Reading patient data manually takes a huge amount of time. Hence, U.S. Scientists have developed a new, automated, AI-based algorithm that can learn to read patient data from Electronic Health Records (EHR). The scientists, in a side-by-side comparison, showed that their method accurately identified patients with certain diseases as well as the traditional, “gold-standard” method, which requires much more manual labour to develop and perform.
There continues to be an explosion in the amount and types of data electronically stored in a patient’s medical record. Extracting and analysing this complex web of data can be highly ineffective, thus slowing advancements in clinical research.
In this study, we created a new method for mining data from electronic health records with machine learning that is faster and less labour intensive than the industry standard. We hope that this will be a valuable tool that will facilitate further, and less biased, research in clinical informatics.
– Assistant Professor of Genetics and Genomic Sciences
Currently, to mine medical records for new information, scientists rely on a set of established computer programmes or algorithms. A system called the Phenotype Knowledgebase (PheKB) manages the development and storage of these algorithms. While the system is highly effective at correctly identifying a patient diagnosis, the process of developing an algorithm can be very time-consuming and inflexible.
For instance, when researchers want to study disease. They first have to scour through all the medical records to look for relevant information, such as certain lab tests or prescriptions, which are uniquely associated with the disease.
They then programme the algorithm that guides the computer to search for patients who have those disease-specific pieces of data, which constitute a “phenotype”. In turn, the list of patients identified by the computer needs to be manually double-checked by researchers. Each time researchers want to study a new disease, they have to restart the process from scratch. In this study, the researchers tried a different approach in which the computer learns on its own, such as how to spot disease phenotypes and thus save researchers time and effort.
A senior author of the study stated that, previously, the researchers showed that unsupervised machine learning could be a highly efficient and effective strategy for mining EHR. The potential advantage of their approach is that it learns representations of diseases from the data itself. Therefore, the machine does much of the work experts would normally do to define the combination of data elements from health records that best describes a particular disease.
Essentially, a computer was programmed to scour through millions of EHR and learn how to find connections between data and diseases. This programming relied on “embedding” algorithms that had been previously developed by other researchers, such as linguists, to study word networks in various languages. One of the algorithms, called word2vec, was particularly effective. Then, the computer was programmed to use what it learned to identify the diagnoses of nearly 2 million patients whose data was stored in the health system.

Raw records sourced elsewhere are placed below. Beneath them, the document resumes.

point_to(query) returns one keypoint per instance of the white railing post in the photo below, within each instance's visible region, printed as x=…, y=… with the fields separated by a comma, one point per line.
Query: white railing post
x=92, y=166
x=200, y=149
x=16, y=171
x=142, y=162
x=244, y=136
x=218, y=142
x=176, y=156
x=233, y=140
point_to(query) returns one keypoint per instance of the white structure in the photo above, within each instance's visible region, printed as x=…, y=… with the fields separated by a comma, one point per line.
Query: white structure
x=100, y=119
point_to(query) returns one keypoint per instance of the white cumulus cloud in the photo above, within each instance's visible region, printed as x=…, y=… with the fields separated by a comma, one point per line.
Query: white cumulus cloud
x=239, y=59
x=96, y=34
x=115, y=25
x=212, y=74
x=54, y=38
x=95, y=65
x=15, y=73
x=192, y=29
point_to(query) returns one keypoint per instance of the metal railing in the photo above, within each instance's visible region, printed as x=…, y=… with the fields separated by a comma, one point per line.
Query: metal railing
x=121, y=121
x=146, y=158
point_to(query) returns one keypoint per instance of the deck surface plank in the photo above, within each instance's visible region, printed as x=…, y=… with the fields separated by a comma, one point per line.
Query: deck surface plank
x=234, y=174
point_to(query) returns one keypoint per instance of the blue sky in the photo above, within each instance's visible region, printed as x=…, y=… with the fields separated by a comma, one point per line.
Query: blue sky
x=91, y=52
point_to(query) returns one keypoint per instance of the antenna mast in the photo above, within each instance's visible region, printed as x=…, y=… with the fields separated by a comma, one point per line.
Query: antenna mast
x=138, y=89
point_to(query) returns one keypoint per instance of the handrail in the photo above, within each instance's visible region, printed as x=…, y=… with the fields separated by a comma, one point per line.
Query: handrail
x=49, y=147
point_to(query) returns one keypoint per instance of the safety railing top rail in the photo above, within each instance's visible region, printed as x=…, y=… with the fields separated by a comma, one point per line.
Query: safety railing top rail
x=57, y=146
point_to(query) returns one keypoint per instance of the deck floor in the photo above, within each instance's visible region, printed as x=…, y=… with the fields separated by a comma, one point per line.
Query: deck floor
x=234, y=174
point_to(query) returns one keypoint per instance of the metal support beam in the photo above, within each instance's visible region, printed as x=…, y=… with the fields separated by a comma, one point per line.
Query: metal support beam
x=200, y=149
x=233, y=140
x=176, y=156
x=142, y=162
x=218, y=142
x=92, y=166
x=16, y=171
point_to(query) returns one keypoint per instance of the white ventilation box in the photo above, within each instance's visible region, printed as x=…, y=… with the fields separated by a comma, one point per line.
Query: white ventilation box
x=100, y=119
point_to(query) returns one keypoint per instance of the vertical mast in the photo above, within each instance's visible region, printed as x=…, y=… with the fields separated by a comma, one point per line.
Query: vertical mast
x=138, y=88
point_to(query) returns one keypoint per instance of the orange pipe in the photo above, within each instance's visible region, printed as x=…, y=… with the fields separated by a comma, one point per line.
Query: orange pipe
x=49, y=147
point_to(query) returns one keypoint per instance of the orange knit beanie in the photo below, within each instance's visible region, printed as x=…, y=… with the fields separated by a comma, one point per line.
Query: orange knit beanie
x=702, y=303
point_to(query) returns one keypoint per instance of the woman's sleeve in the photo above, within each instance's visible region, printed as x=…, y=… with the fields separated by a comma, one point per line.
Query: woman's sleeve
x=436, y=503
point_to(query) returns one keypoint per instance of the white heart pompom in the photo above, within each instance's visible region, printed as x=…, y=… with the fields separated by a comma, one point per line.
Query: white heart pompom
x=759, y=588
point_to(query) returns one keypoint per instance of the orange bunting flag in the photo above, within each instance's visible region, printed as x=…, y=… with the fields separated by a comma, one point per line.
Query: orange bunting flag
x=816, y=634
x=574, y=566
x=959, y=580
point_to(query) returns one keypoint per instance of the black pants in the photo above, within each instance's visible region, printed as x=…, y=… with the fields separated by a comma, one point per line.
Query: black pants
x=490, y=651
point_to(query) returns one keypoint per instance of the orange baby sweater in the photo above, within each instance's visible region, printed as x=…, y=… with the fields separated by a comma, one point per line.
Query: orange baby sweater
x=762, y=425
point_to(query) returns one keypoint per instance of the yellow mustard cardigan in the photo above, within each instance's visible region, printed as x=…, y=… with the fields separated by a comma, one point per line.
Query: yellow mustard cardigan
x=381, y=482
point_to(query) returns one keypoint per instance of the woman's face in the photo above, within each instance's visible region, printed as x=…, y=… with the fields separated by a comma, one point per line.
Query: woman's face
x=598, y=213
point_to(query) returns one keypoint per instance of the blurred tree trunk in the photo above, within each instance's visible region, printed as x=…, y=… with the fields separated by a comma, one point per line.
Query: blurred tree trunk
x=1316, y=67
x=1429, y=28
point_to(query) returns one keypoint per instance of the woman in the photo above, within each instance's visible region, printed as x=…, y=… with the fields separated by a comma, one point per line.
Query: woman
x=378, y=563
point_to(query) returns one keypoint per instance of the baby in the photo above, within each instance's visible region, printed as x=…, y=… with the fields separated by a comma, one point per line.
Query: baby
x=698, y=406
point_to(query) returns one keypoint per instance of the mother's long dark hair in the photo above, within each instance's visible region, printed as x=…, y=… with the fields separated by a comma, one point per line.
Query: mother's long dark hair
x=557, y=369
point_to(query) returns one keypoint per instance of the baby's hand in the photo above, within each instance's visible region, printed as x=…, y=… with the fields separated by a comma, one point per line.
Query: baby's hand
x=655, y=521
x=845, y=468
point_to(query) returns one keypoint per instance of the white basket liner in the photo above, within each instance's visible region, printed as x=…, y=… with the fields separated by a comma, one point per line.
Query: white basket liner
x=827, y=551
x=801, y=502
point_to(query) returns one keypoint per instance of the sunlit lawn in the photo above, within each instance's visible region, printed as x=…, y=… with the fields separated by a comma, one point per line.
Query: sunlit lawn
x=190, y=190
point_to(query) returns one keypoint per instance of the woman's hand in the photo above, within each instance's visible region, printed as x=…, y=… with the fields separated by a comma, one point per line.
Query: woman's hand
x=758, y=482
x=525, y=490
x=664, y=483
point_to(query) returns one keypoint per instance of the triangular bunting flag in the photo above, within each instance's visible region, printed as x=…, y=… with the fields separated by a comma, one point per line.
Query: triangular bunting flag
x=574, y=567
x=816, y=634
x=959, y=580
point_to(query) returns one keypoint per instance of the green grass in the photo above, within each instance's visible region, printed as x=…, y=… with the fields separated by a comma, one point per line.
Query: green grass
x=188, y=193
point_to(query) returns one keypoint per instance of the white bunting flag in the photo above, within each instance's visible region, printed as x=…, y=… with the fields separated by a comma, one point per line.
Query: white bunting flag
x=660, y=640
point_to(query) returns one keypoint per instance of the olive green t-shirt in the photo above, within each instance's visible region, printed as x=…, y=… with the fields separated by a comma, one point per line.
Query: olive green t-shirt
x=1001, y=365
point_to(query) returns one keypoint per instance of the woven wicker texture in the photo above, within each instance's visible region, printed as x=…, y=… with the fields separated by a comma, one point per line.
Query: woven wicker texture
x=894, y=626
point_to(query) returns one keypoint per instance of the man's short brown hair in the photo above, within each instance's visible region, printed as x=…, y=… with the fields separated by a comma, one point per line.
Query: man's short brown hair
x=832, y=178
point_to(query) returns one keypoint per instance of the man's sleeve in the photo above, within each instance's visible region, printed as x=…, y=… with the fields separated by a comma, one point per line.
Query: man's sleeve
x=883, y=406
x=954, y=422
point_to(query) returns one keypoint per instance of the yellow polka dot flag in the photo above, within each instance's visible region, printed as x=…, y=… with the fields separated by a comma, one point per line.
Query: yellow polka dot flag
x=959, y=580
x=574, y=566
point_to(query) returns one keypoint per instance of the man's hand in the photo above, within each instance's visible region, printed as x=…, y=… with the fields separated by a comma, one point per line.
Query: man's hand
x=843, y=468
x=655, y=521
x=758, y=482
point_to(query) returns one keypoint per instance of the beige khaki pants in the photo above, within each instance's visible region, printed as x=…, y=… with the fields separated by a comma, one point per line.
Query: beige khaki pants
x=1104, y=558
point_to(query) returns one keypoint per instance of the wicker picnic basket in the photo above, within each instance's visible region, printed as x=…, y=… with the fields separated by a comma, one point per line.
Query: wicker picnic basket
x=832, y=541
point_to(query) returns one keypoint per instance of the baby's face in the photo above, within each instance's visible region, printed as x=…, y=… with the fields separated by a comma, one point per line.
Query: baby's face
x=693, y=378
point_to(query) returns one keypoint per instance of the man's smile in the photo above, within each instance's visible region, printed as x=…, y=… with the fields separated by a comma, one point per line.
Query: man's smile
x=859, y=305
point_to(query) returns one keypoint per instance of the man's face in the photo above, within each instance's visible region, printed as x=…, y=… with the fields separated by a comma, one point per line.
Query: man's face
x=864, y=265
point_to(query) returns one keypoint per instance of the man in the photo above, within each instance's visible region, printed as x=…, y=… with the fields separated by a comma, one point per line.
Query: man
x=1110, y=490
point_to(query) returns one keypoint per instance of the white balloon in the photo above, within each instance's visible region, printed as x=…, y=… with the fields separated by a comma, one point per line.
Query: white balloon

Finally, the researchers compared the effectiveness between the new and the old systems. For nine out of ten diseases tested, they found that the new Phe2vec system was as effective as, or performed slightly better than, the gold standard phenotyping process at correctly identifying diagnoses from EHR.
Overall the results are encouraging and suggest that the system is a promising technique for large-scale phenotyping of diseases in EHR data. With further testing and refinement, they hope that it could be used to automate many of the initial steps of clinical informatics research, thus allowing scientists to focus their efforts on downstream analyses like predictive modelling.